The Sword of Honour Trilogy by Evelyn Waugh
"The great mystery is how so profoundly sensitive a writer of beautiful English could have been such an apparently shallow, even unpleasant, man: a jingoistic snob who not only converted to Catholicism but—worse—took it seriously. Maybe it was all a pose. Whatever is the case, I reread his books again and again, mesmerized by the chiseled craftsmanship of every sentence. I could have chosen any of his books, but The Sword of Honour Trilogy is substantial enough to deserve a special place in a list of life-changing books."

Uncle Fred in the Springtime by P.G. Wodehouse
"P.G. Wodehouse is my escape from the cares and sleep-disturbing troubles of life. I understand totally why Hilaire Belloc was able to nominate him as the greatest writer of English then living, and I know all too exactly what Evelyn Waugh meant when he said, 'Mr. Wodehouse's idyllic world can never stale. He will continue to release future generations from captivity that may be more irksome than our own.' I love so many of his books, but Uncle Fred is perhaps the most releasing of all."
 
The Demon-Haunted World is a good read for people who like pop science. I never finished it, but got what Sagan was throwing down after a few sections.
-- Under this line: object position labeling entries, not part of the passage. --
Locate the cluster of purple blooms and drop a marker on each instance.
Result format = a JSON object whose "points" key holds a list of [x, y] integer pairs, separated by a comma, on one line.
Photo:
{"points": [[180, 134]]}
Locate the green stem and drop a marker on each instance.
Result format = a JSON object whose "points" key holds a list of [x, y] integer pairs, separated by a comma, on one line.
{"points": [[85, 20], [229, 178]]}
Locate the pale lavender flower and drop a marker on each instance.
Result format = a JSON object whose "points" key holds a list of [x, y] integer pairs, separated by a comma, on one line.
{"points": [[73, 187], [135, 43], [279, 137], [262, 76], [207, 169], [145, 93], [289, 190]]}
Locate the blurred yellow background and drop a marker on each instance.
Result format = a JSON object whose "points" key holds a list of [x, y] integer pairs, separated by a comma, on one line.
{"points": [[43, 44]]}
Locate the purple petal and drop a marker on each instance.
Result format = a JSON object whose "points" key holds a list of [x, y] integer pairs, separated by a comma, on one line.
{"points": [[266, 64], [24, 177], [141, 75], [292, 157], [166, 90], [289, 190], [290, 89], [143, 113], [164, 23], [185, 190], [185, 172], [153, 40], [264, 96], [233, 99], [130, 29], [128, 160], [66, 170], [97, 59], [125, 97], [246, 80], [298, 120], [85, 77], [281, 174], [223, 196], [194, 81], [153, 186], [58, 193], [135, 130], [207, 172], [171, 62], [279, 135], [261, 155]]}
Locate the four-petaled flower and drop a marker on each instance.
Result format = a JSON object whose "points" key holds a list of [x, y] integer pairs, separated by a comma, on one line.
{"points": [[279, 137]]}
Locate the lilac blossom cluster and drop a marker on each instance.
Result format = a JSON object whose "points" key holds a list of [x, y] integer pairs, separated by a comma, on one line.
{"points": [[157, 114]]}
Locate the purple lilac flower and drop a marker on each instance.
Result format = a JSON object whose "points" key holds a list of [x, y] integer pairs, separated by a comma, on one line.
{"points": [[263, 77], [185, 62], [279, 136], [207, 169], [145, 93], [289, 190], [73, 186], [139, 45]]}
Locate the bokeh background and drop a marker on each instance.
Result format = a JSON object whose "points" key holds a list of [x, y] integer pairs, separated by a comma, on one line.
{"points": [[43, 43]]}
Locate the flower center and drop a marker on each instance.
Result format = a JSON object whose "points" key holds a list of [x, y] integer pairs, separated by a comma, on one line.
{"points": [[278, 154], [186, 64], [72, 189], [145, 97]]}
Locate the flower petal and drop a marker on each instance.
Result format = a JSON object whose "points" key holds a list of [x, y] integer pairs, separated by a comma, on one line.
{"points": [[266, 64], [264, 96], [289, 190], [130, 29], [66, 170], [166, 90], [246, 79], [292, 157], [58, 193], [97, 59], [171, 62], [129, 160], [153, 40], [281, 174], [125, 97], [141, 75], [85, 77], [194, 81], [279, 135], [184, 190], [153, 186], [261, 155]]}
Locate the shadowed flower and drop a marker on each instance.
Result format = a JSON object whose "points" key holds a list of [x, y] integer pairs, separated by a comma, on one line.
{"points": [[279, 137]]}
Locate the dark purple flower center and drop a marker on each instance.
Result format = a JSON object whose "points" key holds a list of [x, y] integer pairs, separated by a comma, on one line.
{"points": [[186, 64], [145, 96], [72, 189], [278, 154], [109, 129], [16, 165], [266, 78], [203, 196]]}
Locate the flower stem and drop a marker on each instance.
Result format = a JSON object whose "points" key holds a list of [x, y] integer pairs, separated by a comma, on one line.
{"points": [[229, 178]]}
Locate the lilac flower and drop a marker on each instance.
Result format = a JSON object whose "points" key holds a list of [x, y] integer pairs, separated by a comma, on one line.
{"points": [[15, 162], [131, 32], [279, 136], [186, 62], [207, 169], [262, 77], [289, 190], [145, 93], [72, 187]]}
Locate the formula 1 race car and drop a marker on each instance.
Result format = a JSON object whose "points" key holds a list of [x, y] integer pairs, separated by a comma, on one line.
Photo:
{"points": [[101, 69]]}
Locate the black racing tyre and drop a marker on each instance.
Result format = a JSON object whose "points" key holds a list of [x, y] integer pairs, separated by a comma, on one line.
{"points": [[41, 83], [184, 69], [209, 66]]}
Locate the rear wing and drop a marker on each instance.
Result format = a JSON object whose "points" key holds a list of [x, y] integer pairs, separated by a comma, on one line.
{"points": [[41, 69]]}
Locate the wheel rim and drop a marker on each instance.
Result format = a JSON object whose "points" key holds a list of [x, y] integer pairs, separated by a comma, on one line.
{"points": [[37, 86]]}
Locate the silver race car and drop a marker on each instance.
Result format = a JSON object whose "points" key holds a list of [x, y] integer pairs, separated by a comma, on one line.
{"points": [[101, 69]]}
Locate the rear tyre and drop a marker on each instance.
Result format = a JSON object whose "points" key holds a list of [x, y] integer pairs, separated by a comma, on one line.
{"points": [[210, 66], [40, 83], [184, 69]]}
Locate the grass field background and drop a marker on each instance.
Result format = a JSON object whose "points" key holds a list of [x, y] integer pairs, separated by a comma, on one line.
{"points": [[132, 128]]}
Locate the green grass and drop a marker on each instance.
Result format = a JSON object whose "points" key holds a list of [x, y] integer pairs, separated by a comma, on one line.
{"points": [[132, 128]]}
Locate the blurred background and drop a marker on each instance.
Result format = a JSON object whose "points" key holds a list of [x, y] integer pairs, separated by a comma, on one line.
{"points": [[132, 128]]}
I'd add a few titles by Dawkins himself, namely The Selfish Gene. Although in some cases I think these books on evolutionary genetics can be better off going unread.
 
Peter Medawar vs. Pierre Teilhard de Chardin's The Phenomenon of Man: The Phenomenon of Man
He states about it "The Phenomenon of Man stands square in the tradition of Naturphilosophie, a philosophical indoor pastime of German origin which does not seem even by accident (though there is a great deal of it) to have contributed anything of permanent value to the storehouse of human thought." He spends much of the rest of the review describing how vacuous it seems to him.